Sometimes you need to wait an extra 30 minutes for an MD to respond to a page about a potentially fraudulent Rx. Telling them to expect a longer wait up front avoids dealing with the conversation about a delay later on.

I've never had a problem with just being honest. The tech gives them the normal expected wait time (usually 20 minutes). If there is something questionable about the script, then I tell them I will need to verify the script with the doctor and won't be able to fill it until I do. If they don't like that, they can have their script back. But 99% of the time they understand and either wait patiently or come back later. Most of the scripts I see are from area doctors and/or for regular customers and don't have any red flags.
 
I've never had a problem with just being honest. The tech gives them the normal expected wait time (usually 20 minutes). If there is something questionable about the script, then I tell them I will need to verify the script with the doctor and won't be able to fill it until I do. If they don't like that, they can have their script back. But 99% of the time they understand and either wait patiently or come back later. Most of the scripts I see are from area doctors and/or for regular customers and don't have any red flags.
You'd rather hand someone a fake prescription to fill elsewhere than help the police get them out of our hair?
 
You'd rather hand someone a fake prescription to fill elsewhere than help the police get them out of our hair?

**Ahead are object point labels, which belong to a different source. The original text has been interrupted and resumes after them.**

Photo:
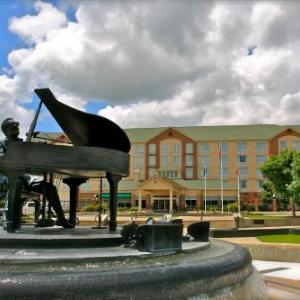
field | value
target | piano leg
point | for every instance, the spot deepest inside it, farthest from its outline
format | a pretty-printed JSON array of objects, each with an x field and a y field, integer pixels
[
  {"x": 113, "y": 181},
  {"x": 73, "y": 184},
  {"x": 14, "y": 201}
]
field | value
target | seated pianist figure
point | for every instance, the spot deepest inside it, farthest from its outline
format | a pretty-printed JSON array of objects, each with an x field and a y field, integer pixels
[{"x": 10, "y": 128}]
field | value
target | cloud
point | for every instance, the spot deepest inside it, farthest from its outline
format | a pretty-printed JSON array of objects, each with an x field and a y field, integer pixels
[
  {"x": 34, "y": 29},
  {"x": 163, "y": 63}
]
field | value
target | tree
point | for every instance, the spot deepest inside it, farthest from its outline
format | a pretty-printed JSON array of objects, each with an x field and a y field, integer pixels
[
  {"x": 294, "y": 186},
  {"x": 278, "y": 170}
]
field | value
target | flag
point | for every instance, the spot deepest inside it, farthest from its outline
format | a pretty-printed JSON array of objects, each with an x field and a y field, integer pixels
[{"x": 205, "y": 171}]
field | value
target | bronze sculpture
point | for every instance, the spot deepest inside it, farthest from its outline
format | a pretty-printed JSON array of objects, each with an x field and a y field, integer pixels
[
  {"x": 100, "y": 150},
  {"x": 10, "y": 128}
]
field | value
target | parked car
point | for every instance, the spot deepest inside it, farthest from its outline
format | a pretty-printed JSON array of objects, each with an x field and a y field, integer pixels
[{"x": 28, "y": 208}]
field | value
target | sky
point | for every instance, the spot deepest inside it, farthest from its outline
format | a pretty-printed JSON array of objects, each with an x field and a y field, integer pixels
[{"x": 152, "y": 63}]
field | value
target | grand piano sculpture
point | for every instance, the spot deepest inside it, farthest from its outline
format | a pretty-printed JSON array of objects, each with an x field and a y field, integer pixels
[{"x": 100, "y": 150}]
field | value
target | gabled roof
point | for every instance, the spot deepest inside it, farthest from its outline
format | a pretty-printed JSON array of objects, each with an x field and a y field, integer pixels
[
  {"x": 206, "y": 133},
  {"x": 214, "y": 133}
]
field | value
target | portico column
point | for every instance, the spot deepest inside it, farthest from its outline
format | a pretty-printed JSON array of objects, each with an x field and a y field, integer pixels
[
  {"x": 151, "y": 200},
  {"x": 139, "y": 199},
  {"x": 177, "y": 201},
  {"x": 171, "y": 201}
]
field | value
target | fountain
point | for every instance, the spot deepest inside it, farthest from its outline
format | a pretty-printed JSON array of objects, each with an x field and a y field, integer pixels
[{"x": 79, "y": 263}]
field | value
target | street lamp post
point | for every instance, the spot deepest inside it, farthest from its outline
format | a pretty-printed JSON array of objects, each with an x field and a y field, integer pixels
[{"x": 99, "y": 225}]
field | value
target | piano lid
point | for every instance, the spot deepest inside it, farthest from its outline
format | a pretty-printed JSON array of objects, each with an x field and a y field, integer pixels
[{"x": 82, "y": 128}]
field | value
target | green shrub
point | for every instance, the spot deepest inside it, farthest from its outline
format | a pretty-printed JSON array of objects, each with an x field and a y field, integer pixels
[
  {"x": 134, "y": 208},
  {"x": 232, "y": 207},
  {"x": 90, "y": 208},
  {"x": 2, "y": 203}
]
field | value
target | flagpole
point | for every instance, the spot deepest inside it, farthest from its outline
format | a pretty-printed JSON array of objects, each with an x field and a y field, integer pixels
[
  {"x": 205, "y": 174},
  {"x": 221, "y": 161},
  {"x": 238, "y": 188}
]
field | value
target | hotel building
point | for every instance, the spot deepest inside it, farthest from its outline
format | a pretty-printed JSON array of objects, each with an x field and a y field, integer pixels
[{"x": 178, "y": 168}]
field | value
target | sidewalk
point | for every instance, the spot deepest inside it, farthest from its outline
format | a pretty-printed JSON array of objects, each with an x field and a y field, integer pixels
[{"x": 282, "y": 278}]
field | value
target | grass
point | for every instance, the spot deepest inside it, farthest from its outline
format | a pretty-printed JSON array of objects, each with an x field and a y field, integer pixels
[
  {"x": 280, "y": 238},
  {"x": 265, "y": 217}
]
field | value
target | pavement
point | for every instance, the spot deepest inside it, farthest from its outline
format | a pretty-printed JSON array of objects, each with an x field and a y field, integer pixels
[{"x": 282, "y": 278}]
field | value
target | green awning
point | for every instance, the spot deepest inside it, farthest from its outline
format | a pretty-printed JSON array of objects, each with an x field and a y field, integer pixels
[{"x": 120, "y": 195}]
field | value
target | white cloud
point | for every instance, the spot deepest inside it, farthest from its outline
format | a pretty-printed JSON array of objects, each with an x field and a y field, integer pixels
[
  {"x": 161, "y": 63},
  {"x": 33, "y": 29}
]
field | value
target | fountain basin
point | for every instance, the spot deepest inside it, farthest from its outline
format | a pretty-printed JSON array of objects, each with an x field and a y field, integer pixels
[{"x": 220, "y": 271}]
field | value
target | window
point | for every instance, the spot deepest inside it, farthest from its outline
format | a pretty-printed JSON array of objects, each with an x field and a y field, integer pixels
[
  {"x": 225, "y": 159},
  {"x": 204, "y": 171},
  {"x": 138, "y": 149},
  {"x": 259, "y": 172},
  {"x": 204, "y": 160},
  {"x": 152, "y": 172},
  {"x": 282, "y": 145},
  {"x": 152, "y": 148},
  {"x": 176, "y": 148},
  {"x": 242, "y": 159},
  {"x": 164, "y": 148},
  {"x": 164, "y": 160},
  {"x": 176, "y": 160},
  {"x": 138, "y": 160},
  {"x": 261, "y": 147},
  {"x": 189, "y": 172},
  {"x": 259, "y": 184},
  {"x": 168, "y": 174},
  {"x": 189, "y": 148},
  {"x": 204, "y": 148},
  {"x": 152, "y": 160},
  {"x": 243, "y": 171},
  {"x": 139, "y": 173},
  {"x": 224, "y": 147},
  {"x": 189, "y": 160},
  {"x": 225, "y": 172},
  {"x": 296, "y": 145},
  {"x": 87, "y": 186},
  {"x": 241, "y": 147},
  {"x": 190, "y": 202},
  {"x": 260, "y": 159},
  {"x": 243, "y": 184}
]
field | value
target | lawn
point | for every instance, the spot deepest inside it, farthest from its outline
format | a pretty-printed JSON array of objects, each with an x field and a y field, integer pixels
[
  {"x": 280, "y": 238},
  {"x": 265, "y": 217}
]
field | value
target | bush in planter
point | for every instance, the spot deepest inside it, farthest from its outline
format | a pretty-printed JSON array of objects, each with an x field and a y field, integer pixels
[
  {"x": 232, "y": 207},
  {"x": 90, "y": 208}
]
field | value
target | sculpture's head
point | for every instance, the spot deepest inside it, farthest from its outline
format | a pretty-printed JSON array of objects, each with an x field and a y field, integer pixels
[{"x": 10, "y": 128}]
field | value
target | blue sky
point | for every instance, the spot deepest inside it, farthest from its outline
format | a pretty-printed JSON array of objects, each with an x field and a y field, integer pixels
[
  {"x": 10, "y": 42},
  {"x": 153, "y": 63}
]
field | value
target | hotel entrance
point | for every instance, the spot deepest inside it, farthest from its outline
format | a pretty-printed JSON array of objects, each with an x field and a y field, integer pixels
[{"x": 160, "y": 203}]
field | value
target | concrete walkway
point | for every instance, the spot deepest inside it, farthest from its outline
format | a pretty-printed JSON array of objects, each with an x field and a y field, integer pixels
[{"x": 282, "y": 278}]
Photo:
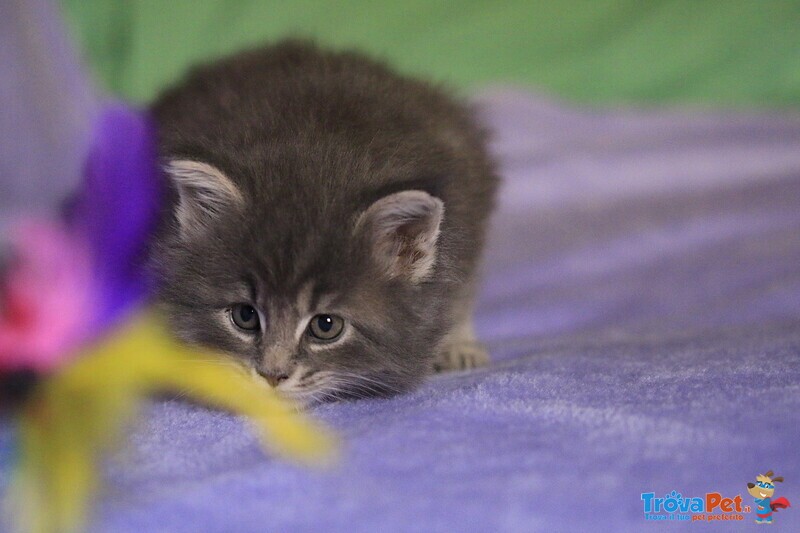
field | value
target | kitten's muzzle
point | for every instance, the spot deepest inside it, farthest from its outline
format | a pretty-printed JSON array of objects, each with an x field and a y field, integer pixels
[{"x": 273, "y": 379}]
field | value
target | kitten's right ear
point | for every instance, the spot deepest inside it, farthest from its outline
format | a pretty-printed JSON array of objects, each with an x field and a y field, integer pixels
[{"x": 203, "y": 191}]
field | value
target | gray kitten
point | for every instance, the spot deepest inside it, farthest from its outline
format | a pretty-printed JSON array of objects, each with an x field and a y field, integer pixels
[{"x": 327, "y": 221}]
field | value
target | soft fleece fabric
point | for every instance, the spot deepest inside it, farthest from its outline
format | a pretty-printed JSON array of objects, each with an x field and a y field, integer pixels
[{"x": 642, "y": 304}]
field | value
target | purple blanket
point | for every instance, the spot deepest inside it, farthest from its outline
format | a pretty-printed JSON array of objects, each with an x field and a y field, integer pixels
[{"x": 642, "y": 304}]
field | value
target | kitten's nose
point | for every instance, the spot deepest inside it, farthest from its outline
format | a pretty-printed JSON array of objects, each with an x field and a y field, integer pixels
[{"x": 272, "y": 378}]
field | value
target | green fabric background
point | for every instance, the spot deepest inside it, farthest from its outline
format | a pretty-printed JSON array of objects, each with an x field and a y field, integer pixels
[{"x": 721, "y": 53}]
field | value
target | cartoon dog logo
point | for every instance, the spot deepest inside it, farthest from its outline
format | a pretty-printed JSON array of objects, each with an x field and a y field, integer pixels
[{"x": 762, "y": 490}]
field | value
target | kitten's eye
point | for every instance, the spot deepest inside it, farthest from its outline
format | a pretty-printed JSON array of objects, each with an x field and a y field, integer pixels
[
  {"x": 245, "y": 317},
  {"x": 325, "y": 327}
]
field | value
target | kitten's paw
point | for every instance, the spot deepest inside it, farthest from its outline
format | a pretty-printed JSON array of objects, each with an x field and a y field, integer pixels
[{"x": 461, "y": 355}]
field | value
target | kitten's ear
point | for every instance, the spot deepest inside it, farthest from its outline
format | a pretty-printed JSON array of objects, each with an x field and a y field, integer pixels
[
  {"x": 204, "y": 192},
  {"x": 403, "y": 229}
]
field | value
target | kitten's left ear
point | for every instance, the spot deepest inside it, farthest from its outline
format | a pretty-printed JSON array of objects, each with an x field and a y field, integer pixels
[{"x": 403, "y": 229}]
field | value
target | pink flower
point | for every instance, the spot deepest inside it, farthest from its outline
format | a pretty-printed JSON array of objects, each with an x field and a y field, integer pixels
[{"x": 45, "y": 298}]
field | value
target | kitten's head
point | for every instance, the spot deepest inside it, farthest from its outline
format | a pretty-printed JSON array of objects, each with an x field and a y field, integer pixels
[{"x": 322, "y": 298}]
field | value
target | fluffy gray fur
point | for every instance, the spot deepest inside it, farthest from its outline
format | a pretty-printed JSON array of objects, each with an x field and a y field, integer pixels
[{"x": 312, "y": 182}]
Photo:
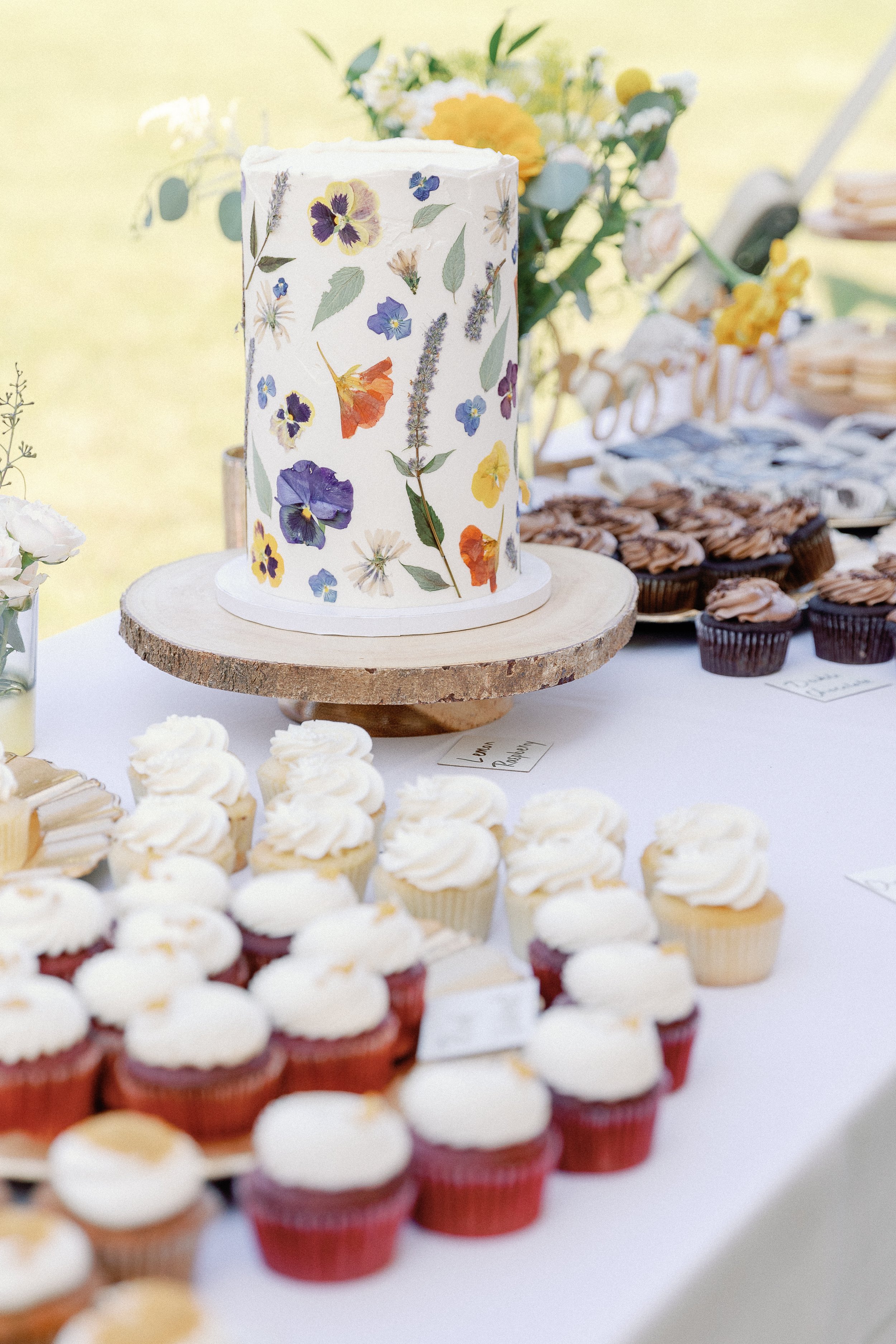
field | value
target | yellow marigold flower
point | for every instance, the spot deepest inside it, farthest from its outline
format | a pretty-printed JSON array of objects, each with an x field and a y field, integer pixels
[
  {"x": 491, "y": 476},
  {"x": 490, "y": 123},
  {"x": 630, "y": 84}
]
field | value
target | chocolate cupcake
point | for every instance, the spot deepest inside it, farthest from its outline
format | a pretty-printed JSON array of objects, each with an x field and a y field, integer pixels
[
  {"x": 743, "y": 550},
  {"x": 849, "y": 616},
  {"x": 667, "y": 566},
  {"x": 746, "y": 628}
]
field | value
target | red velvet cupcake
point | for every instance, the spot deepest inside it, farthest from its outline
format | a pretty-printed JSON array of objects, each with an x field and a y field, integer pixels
[
  {"x": 483, "y": 1145},
  {"x": 332, "y": 1022},
  {"x": 332, "y": 1186}
]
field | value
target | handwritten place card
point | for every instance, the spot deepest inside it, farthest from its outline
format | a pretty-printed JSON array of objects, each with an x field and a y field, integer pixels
[
  {"x": 477, "y": 752},
  {"x": 477, "y": 1022},
  {"x": 829, "y": 685}
]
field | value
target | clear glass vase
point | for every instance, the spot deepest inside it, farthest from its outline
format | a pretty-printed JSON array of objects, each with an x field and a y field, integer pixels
[{"x": 18, "y": 677}]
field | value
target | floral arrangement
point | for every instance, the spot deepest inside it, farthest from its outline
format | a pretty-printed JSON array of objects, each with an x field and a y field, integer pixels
[{"x": 30, "y": 533}]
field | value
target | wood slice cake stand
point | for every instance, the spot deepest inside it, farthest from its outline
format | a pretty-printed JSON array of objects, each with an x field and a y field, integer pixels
[{"x": 405, "y": 686}]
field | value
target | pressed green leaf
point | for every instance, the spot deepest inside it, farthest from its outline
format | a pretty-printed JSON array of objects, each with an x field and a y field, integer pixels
[
  {"x": 344, "y": 285},
  {"x": 422, "y": 523},
  {"x": 454, "y": 268},
  {"x": 264, "y": 492},
  {"x": 494, "y": 358},
  {"x": 428, "y": 214},
  {"x": 428, "y": 580}
]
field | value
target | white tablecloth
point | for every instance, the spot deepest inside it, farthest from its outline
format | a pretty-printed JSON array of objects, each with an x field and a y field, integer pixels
[{"x": 768, "y": 1211}]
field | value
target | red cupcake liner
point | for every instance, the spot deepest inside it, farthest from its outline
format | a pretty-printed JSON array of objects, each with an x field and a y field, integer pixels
[
  {"x": 45, "y": 1096},
  {"x": 479, "y": 1191},
  {"x": 677, "y": 1039},
  {"x": 601, "y": 1136},
  {"x": 205, "y": 1102},
  {"x": 350, "y": 1064},
  {"x": 65, "y": 966},
  {"x": 547, "y": 964},
  {"x": 406, "y": 1000},
  {"x": 325, "y": 1237}
]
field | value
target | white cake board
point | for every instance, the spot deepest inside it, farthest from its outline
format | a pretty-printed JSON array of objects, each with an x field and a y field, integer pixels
[{"x": 240, "y": 593}]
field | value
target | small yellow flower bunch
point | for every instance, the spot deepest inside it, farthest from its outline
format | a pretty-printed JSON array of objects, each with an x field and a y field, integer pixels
[{"x": 758, "y": 307}]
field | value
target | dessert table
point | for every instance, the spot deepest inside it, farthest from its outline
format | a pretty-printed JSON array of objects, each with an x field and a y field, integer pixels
[{"x": 768, "y": 1211}]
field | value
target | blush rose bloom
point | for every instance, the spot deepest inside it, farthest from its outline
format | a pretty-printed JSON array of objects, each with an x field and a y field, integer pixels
[{"x": 652, "y": 240}]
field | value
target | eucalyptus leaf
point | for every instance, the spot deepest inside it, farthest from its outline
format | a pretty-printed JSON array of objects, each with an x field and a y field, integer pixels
[
  {"x": 428, "y": 214},
  {"x": 494, "y": 359},
  {"x": 344, "y": 287}
]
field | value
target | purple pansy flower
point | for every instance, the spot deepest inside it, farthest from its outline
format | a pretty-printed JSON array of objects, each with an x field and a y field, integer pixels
[
  {"x": 267, "y": 387},
  {"x": 507, "y": 390},
  {"x": 390, "y": 320},
  {"x": 323, "y": 585},
  {"x": 312, "y": 499},
  {"x": 422, "y": 186},
  {"x": 471, "y": 413}
]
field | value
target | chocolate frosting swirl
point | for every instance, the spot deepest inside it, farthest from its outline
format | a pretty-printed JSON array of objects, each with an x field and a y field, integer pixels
[
  {"x": 750, "y": 600},
  {"x": 661, "y": 552},
  {"x": 858, "y": 588}
]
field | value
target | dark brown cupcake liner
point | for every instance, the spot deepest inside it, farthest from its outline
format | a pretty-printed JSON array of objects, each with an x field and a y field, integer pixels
[
  {"x": 855, "y": 635},
  {"x": 745, "y": 648},
  {"x": 676, "y": 591},
  {"x": 765, "y": 568}
]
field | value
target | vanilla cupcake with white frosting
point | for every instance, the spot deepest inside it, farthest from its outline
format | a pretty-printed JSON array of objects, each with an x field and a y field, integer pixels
[
  {"x": 327, "y": 835},
  {"x": 319, "y": 740},
  {"x": 443, "y": 870},
  {"x": 208, "y": 773},
  {"x": 538, "y": 871},
  {"x": 178, "y": 733},
  {"x": 136, "y": 1186},
  {"x": 163, "y": 827}
]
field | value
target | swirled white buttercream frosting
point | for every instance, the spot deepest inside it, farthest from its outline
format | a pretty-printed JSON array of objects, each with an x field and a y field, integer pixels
[
  {"x": 123, "y": 1170},
  {"x": 565, "y": 812},
  {"x": 205, "y": 1026},
  {"x": 52, "y": 916},
  {"x": 331, "y": 1142},
  {"x": 381, "y": 936},
  {"x": 178, "y": 733},
  {"x": 174, "y": 881},
  {"x": 460, "y": 797},
  {"x": 437, "y": 855},
  {"x": 729, "y": 873},
  {"x": 346, "y": 779},
  {"x": 168, "y": 826},
  {"x": 205, "y": 775},
  {"x": 213, "y": 937},
  {"x": 586, "y": 917},
  {"x": 632, "y": 979},
  {"x": 308, "y": 996},
  {"x": 280, "y": 905},
  {"x": 709, "y": 822},
  {"x": 558, "y": 865},
  {"x": 320, "y": 738},
  {"x": 316, "y": 827},
  {"x": 476, "y": 1102},
  {"x": 596, "y": 1055},
  {"x": 42, "y": 1257},
  {"x": 119, "y": 983},
  {"x": 39, "y": 1015}
]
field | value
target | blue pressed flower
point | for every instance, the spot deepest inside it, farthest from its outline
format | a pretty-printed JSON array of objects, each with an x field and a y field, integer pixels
[
  {"x": 323, "y": 585},
  {"x": 311, "y": 499},
  {"x": 267, "y": 387},
  {"x": 471, "y": 413},
  {"x": 422, "y": 186},
  {"x": 390, "y": 320}
]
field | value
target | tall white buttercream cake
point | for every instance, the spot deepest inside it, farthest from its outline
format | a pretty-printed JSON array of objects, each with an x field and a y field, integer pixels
[{"x": 381, "y": 373}]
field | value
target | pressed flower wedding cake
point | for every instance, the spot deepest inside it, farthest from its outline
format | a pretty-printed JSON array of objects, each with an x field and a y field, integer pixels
[{"x": 381, "y": 374}]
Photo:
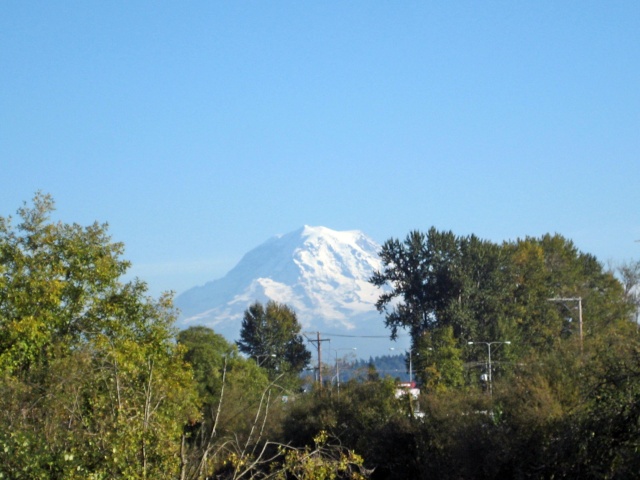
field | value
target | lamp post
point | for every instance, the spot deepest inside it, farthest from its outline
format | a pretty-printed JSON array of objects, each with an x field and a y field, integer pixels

Prescriptions are considered the property of a patient, if a patient wants it back, I am legally required to give it back to them.
 
Prescriptions are considered the property of a patient, if a patient wants it back, I am legally required to give it back to them.
Wrong. Valid prescriptions are either the property of the patient or the government depending on the state. Fake prescriptions have different rules.
 
Wrong. Valid prescriptions are either the property of the patient or the government depending on the state. Fake prescriptions have different rules.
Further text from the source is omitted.